- Yvonne Maredza
Autism Diagnosis Journey… A Mother’s Diary
My son was born prematurely at 24 weeks weighing only 830 grams. He stayed in the hospital for five months after birth. In his entire hospital stay, he needed support with breathing. He stayed on oxygen support in an incubator. He only came off oxygen two days before his discharge date. The doctors warned me that he was likely to develop some learning difficulties. I was reluctant to hear that my son may potentially suffer from developmental issues because my mind was still processing the trauma and unpredictability of nursing a premature child. I just wanted to enjoy my son's health and celebrate his strength and will to live. The doctors did not think he would survive because he was born so prematurely. However, my son exceeded the doctor's expectations and survived.
Diagnosis & Symptoms
Once discharged, he was developing and meeting his milestones as expected. However, when he turned 18 months, l observed that there were certain behaviours that he was exhibiting that showed signs of potential learning difficulties. He would be walking in circles or switching lights on and off for long periods. Apart from exhibiting behaviours that were concerning to me, he had started saying words. He called me mama and pronounced his sister's name with ease. When his behavioural patterns worsened, he suddenly lost the ability to communicate verbally regressed to baby babble talk and sounds.
I took him to see the GP and discussed his behaviour and my concerns. The GP referred him to the child and Family Service. The Child and Family service assessed my son's behaviour and diagnosed him with Autism. Once my son was diagnosed with Autism, they allocated a Child practitioner. The Child Practitioner helped me to come to terms with his Autistic diagnosis. The practitioner gave me resourceful information to help my son's wellbeing and development.
As l was coming to terms with his Autism diagnosis, he started being very hyperactive, struggled with concentration and staying still. I felt devastated to find out that he also had Attention Deficit Hyperactive Disorder (ADHD) I was shocked to learn that he has another behavioural issue on top of his Autism. I was in denial l did not want to accept the diagnosis. I would argue and try to justify his behaviour giving the reason being he was born too premature. In my mind, l kept hoping that things would get better and that the doctors were wrong.
My son’s social skills were not like any other child of his age. He did not understand taking turns and he found it hard to interact with other children in the playground. He had difficulty falling asleep and remaining calm enough to sleep through the night. He also started struggling with his speech and pronouncing words. His form of communication mainly consisted of screams, baby babble and pointing to objects.
A mother’s struggle
I used to cry myself to sleep because l was blaming myself for my son's condition. I had a difficult pregnancy as a single mom because l also had to provide for my daughter, so l kept working throughout most of my pregnancy. I thought maybe if I had taken some time off and looked after my physical and mental health, he could not have been born too premature he would not have been diagnosed with Autism. My mind spiraled with guilt, all these different routes and scenarios l could have taken.

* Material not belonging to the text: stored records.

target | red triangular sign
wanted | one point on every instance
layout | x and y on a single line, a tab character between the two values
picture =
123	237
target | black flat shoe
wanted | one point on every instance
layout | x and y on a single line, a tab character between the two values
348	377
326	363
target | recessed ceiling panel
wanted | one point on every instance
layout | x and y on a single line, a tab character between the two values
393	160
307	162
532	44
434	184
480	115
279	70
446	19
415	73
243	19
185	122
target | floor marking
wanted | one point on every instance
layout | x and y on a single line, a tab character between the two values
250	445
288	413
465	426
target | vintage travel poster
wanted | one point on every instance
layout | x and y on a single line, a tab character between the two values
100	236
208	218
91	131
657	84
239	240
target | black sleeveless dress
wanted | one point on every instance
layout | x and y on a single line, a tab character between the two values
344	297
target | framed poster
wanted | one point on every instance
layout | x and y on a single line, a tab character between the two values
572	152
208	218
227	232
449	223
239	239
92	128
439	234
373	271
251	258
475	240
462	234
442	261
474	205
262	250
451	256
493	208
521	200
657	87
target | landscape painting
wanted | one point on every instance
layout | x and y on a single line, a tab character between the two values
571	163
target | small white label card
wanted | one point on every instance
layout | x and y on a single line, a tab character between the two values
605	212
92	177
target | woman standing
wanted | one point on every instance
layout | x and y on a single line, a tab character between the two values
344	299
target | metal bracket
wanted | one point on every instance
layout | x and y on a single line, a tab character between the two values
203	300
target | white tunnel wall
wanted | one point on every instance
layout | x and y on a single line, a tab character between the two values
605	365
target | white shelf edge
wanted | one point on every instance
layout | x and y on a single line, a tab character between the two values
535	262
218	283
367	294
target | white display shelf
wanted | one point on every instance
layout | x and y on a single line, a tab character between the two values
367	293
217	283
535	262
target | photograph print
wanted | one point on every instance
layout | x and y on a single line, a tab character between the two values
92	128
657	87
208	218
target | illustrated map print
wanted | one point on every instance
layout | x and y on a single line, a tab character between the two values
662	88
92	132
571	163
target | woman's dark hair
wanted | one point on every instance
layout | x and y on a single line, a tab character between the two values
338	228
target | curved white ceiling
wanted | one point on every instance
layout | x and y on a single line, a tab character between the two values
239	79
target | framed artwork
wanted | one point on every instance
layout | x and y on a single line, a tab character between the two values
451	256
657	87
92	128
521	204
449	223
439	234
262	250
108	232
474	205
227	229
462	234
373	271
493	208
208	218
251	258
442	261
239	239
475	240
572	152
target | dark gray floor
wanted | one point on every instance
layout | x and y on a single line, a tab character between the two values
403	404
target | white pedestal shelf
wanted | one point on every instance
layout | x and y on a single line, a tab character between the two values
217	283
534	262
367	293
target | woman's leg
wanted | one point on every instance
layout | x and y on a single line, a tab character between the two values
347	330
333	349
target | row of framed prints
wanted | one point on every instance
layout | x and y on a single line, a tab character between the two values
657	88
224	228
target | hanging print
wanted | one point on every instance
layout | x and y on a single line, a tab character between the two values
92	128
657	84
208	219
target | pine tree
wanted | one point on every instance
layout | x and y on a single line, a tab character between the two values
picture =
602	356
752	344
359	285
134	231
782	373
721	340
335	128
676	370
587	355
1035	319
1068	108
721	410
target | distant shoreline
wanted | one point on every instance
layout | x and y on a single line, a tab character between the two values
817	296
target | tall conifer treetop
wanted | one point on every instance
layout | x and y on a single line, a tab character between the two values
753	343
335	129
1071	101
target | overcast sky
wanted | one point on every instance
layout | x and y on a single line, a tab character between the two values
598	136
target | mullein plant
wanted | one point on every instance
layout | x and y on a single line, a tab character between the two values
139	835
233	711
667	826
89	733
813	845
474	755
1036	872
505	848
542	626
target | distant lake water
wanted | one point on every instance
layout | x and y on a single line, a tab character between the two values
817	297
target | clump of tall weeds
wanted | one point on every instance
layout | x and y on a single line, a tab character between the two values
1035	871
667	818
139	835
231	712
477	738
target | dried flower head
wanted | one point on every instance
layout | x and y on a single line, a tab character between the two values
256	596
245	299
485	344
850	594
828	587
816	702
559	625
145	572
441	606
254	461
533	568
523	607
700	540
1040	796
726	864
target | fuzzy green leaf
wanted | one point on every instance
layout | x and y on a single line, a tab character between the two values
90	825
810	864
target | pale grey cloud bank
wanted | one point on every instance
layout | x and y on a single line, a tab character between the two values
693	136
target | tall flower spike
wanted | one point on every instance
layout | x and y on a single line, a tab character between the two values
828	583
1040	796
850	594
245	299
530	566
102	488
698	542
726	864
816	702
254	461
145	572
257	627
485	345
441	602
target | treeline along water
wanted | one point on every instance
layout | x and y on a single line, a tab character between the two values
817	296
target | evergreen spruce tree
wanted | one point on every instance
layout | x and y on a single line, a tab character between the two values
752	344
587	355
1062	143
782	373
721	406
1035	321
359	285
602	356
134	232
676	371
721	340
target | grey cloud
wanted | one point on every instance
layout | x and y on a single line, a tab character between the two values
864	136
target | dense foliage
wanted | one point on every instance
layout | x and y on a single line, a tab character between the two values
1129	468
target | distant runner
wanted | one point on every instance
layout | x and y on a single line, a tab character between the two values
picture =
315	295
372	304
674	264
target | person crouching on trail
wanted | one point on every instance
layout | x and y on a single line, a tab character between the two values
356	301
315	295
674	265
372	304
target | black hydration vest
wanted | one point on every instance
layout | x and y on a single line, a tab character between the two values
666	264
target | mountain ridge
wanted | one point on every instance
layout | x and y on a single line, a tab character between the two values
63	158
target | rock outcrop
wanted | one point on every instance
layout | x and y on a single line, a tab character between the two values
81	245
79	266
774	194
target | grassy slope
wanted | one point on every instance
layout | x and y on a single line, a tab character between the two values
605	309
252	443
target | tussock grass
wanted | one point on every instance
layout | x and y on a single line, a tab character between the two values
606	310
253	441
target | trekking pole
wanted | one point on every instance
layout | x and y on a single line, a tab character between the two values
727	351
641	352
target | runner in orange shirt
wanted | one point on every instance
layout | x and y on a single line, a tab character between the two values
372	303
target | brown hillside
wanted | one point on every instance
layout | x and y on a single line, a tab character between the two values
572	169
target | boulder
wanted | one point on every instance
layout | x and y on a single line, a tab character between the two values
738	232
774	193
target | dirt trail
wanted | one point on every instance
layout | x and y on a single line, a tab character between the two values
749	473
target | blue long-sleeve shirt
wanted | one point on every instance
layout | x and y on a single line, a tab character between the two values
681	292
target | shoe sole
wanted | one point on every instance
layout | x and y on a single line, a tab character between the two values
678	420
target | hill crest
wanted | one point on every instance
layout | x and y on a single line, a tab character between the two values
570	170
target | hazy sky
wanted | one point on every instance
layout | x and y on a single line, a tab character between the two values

When my son started going to school, more helpful resources became available to him. This was a God send. My son has a school place in a special needs school that provides CAMHS, speech and language lessons. Furthermore, I also get short break hours and overnight respite every other week. and this gives me an opportunity to rest and have some time to myself.
As he is getting older I worry about if I would be able to continue looking after him. I am getting older as well and my energy levels are decreasing. I would never want to put him in care.
I worry about when I die what will happen to him.
I also worry about his future how it is going to be like.
At the moment I am receiving all the support I need with my son,
My worry is when he turns 18; I have seen a lot of parents finding it difficult to find colleges that would cater for their children.
I would want that transition to be smooth for my son and to be placed in a college or center close to me.
What motivates me?
Looking at my son now I am so proud of him. He has come a long way and has achieved a lot, and is yet to achieve more. I never gave up on my son, I see him as a blessing and as someone who can be someone in life. I am aware he will continue to need a lot of support. He is non-verbal but he communicates using pecs, pulling people towards objects. My son has a huge personality and a great sense of humour. When he is away from home we greatly miss him. As he is getting older, he is becoming much calmer. I hope for him to have an independent life. He is interested in cooking and computers. Also despite the challenges I have continued working which has helped me with my mental wellbeing . My daughter is my great motivator. She always sees the best in everything and supports his brother in every way she can.
My advice to other parents
Having a child with a disability is a challenge, you have your ups and downs.
My advice is try to get a lot of support for your child
Seek help from professionals if your child’s behaviour becomes challenging
Join parent groups, it helps when you all share ideas
Look after yourself, find something that interests you or motivates you.